El próximo viernes 1° de marzo inicia, legalmente, el periodo de campañas electorales dentro del cual los partidos políticos con registro oficial se disputarán más de 20 mil cargos de elección popular correspondientes a los tres órdenes de gobierno: municipal, estatal y federal. Y si bien es verdad que sólo en ocho de las 32 entidades federativas que componen a la República se elegirán gubernaturas, en prácticamente todas ellas está en juego la renovación de presidencias municipales, de congresos locales y de diputaciones y senadurías federales.

En términos de la lógica operativa de los partidos políticos en competencia, los mayores o menores grados de éxito alcanzados en cada una de estas escalas territoriales se traducen, respectivamente, en una mayor o en una menor capacidad para movilizar al electorado durante los periodos comiciales, en la medida en la que contar con perfiles populares entre la ciudadanía implica no sólo el aseguramiento de su simpatía, su adherencia o militancia para la causa sino, asimismo, disposición de recursos y de infraestructura, posibilidades de organización y de defensa del voto, formación de bases sociales de apoyo, etcétera. Esto, por supuesto, en virtud de que, al fortalecer su presencia y al intensificar su trabajo territorial de base, los partidos cuentan con mayores chances de comprometer el sufragio de las y los votantes en favor de sus siglas.
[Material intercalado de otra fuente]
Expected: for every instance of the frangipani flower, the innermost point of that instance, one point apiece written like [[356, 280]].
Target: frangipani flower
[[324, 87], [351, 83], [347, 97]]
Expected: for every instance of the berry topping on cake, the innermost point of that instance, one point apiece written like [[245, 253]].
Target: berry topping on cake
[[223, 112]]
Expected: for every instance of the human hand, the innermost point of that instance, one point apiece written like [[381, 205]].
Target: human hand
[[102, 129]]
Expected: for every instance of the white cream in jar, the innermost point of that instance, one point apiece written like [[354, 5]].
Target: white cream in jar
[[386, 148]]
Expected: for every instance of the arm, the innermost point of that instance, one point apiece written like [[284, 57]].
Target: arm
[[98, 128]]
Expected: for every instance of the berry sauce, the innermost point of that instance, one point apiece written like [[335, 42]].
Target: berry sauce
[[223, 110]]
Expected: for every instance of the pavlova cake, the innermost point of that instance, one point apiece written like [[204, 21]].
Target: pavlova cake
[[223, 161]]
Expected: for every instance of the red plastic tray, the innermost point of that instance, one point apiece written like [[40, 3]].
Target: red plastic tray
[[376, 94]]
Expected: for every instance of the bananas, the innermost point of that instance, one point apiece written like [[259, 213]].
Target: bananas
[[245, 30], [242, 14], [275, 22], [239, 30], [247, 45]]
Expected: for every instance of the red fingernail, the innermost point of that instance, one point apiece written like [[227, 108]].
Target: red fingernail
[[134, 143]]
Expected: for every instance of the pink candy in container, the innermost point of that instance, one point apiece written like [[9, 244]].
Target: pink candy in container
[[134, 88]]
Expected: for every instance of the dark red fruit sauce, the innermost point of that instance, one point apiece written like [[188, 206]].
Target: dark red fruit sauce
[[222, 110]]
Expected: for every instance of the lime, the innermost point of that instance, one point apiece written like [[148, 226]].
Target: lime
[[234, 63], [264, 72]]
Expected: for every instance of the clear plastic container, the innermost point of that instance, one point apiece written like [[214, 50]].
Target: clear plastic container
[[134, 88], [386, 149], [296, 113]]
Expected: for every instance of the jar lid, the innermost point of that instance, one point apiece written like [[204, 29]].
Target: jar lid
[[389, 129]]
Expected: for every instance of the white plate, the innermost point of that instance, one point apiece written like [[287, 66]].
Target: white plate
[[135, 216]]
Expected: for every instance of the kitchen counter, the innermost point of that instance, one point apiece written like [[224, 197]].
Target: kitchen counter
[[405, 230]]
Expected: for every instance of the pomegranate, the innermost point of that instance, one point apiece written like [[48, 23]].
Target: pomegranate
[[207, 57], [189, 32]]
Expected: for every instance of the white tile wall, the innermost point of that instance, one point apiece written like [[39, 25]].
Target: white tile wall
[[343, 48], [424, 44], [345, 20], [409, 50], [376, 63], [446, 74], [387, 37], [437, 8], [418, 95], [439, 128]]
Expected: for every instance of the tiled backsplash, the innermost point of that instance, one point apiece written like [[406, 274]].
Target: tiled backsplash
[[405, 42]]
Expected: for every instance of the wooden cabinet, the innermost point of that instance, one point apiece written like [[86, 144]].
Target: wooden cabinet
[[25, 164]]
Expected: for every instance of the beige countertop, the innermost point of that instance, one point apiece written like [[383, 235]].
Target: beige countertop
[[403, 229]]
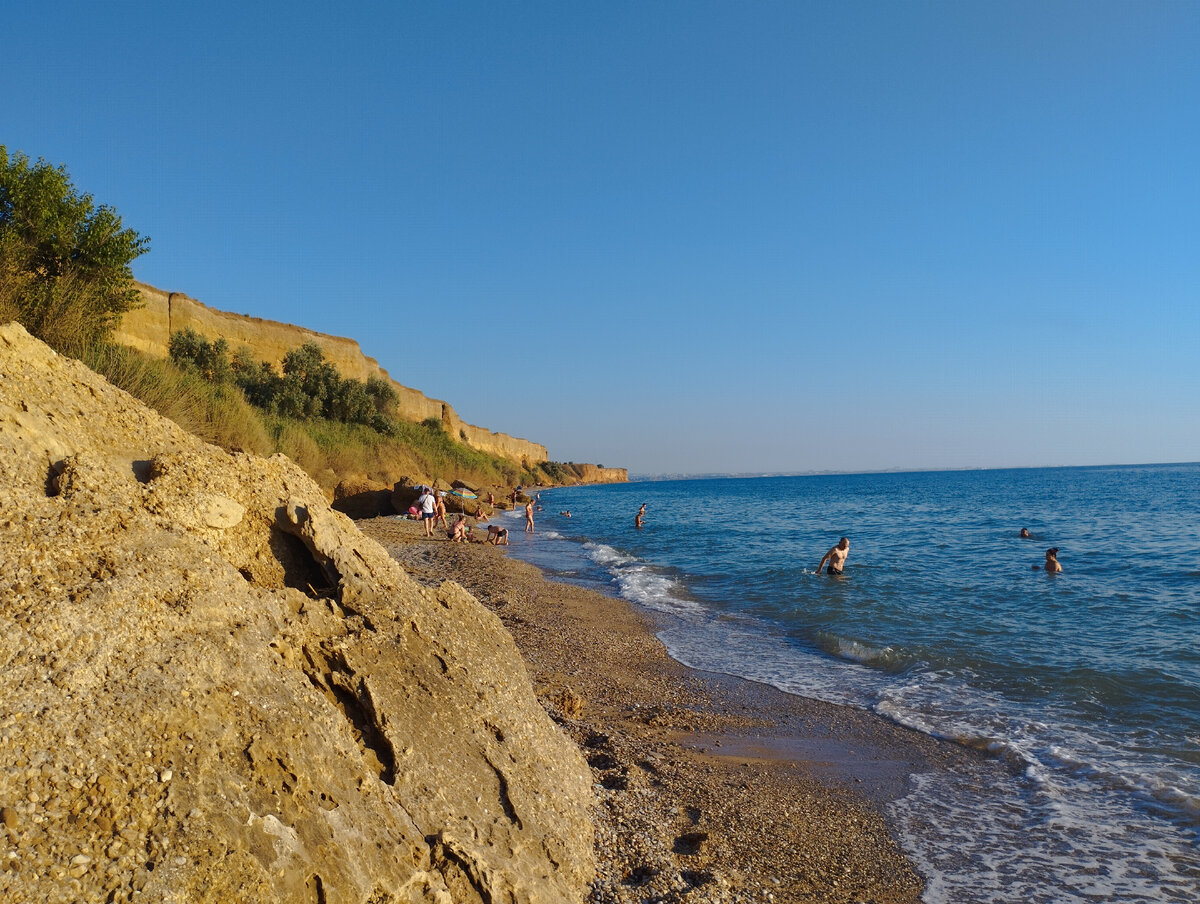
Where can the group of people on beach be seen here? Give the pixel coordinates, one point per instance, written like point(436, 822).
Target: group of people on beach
point(431, 508)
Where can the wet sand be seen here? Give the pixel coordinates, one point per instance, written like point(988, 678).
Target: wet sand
point(708, 788)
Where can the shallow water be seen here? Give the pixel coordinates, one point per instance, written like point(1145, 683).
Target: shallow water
point(1086, 684)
La victoria de Andrés Manuel López Obrador, en 2018; y el estrepitoso desmoronamiento del sistema tradicional de partidos (conformado por Acción Nacional, el Revolucionario Institucional y el de la Revolución Democrática), a lo largo del último sexenio, son evidencia de ello. Y hoy, en la dirigencia nacional de MORENA, en particular, desde las elecciones nacionales intermedias, de 2021, cuando se renovaron diputaciones federales y 14 gubernaturas, parece haber cobrado nuevos bríos la conciencia sobre la importancia que en la definición de la política nacional y, sobre todo, en el aseguramiento de la continuidad de la 4T como proyecto transexenal, tienen el bajar la política a nivel de calle, a los espacios más próximos a la realidad de la ciudadanía, y el aterrizarla en agendas que impacten, en el corto y el mediano plazos, en una mejoría sustancial de sus condiciones de vida cotidiana.